The auto-correlation function of a stochastic process is defined by $$R(t_1, t_2)=\mathbb{E}[X(t_1)X(t_2)]$$
We say that a function is positive semidefinite if and only if
$$\forall x,y: f(x,y)^2 \leq f(x,x)f(y,y)$$
It is easy to see that if $X(t)$ is a stochastic process, then using the Cauchy-Schwartz inequality we have
$$R(t_1, t_2)^2=\mathbb{E}[X(t_1)X(t_2)]^2 \leq \mathbb{E}[X(t_1)^2]\mathbb{E}[X(t_2)^2]=R(t_1, t_1)R(t_2, t_2)$$
So, I wonder if one is given a positive semidefinite function $f$, is it always possible to find a stochastic process whose auto-correlation function is $f$?
Note: I'm looking for answers that do not use measure theory.
Best Answer
Obviously not. Consider $R(x,y)=-1$. But I'll assume you also meant to require that $R(x,x)\ge 0$. However, even this is not sufficient.
To see this, pick any 3 time points $t_1, t_2, t_3$ and consider the random variables $X_{t_1}, X_{t_2}, X_{t_3}$. Define the matrix $A_{ij}=E(X_{t_i}X_{t_j})=R(t_i, t_j)$. I claim $A$ must be non-negative definite. Indeed, for any vector $v$, $(v,Av)=\sum_{i,j}v_iv_jA_{ij}=\sum_{i,j}v_iv_jE(X_{t_i}X_{t_j})=E\sum_{i,j}(v_iX_{t_i})(v_jX_{t_j})=E(\sum_i v_iX_{t_i})^2\ge 0$. By the same argument, it must be the case that $\sum_{i,j=1}^Nv_iv_jR(t_i,t_j)\ge 0$ for any $N$, $v_i$ and time points $t_i$. A function which satisfies this condition is called a Mercer kernel.
To see that your condition of positive-semidefiniteness does not imply being a Mercer kernel, it is sufficient to exhibit a symmetric matrix M such that: 1. the diagonal entries of M are positive 2. all 2x2 minors have non-negative determinant, and 3. M has a negative eigenvalue. I leave it as an exercise to construct such a matrix.
Interestingly, if R is a Mercer kernel, then the answer to your question is yes, and the process can be described somewhat explicitly. I'll assume that t is restricted to lie in the unit interval $[0,1]$. By Mercer's theorem, we can write $R(x,y)=\sum_{i=1}^{\infty} \lambda_i f_i(x)f_i(y)$, where the functions satisfy $\int_0^1 R(x,y)f_i(y)=\lambda_if_i(x)$.

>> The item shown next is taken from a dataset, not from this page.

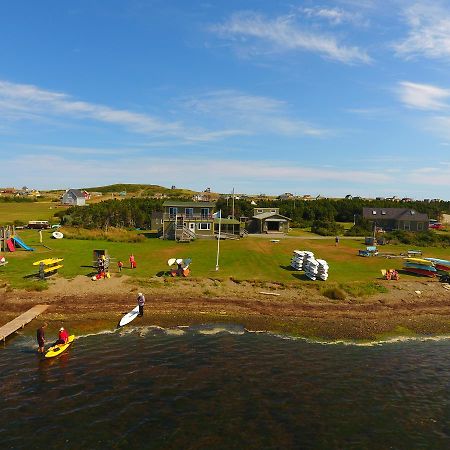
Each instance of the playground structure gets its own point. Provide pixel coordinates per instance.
(9, 240)
(48, 266)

Now let $X_t=\sum_{i=1}^{\infty} \sqrt{\lambda_i}\xi_if_i(t)$ where $\xi_i$ are iid normal random variables with mean $0$ and standard deviation $1$. The series converges almost surely by Kolmogorov's Two SEries theorem.
We see that $EX_tX_s=\sum_{i,j}\sqrt{\lambda_i\lambda_j}f_i(t)f_j(s)E(\xi_i\xi_j)$. By independence, we have $E(\xi_i\xi_j)=E\xi_iE\xi_j=\delta_{ij}$. So $EX_tX_s=\sum_i\lambda_if_i(t)f_i(s)=R(t,s)$ as desired.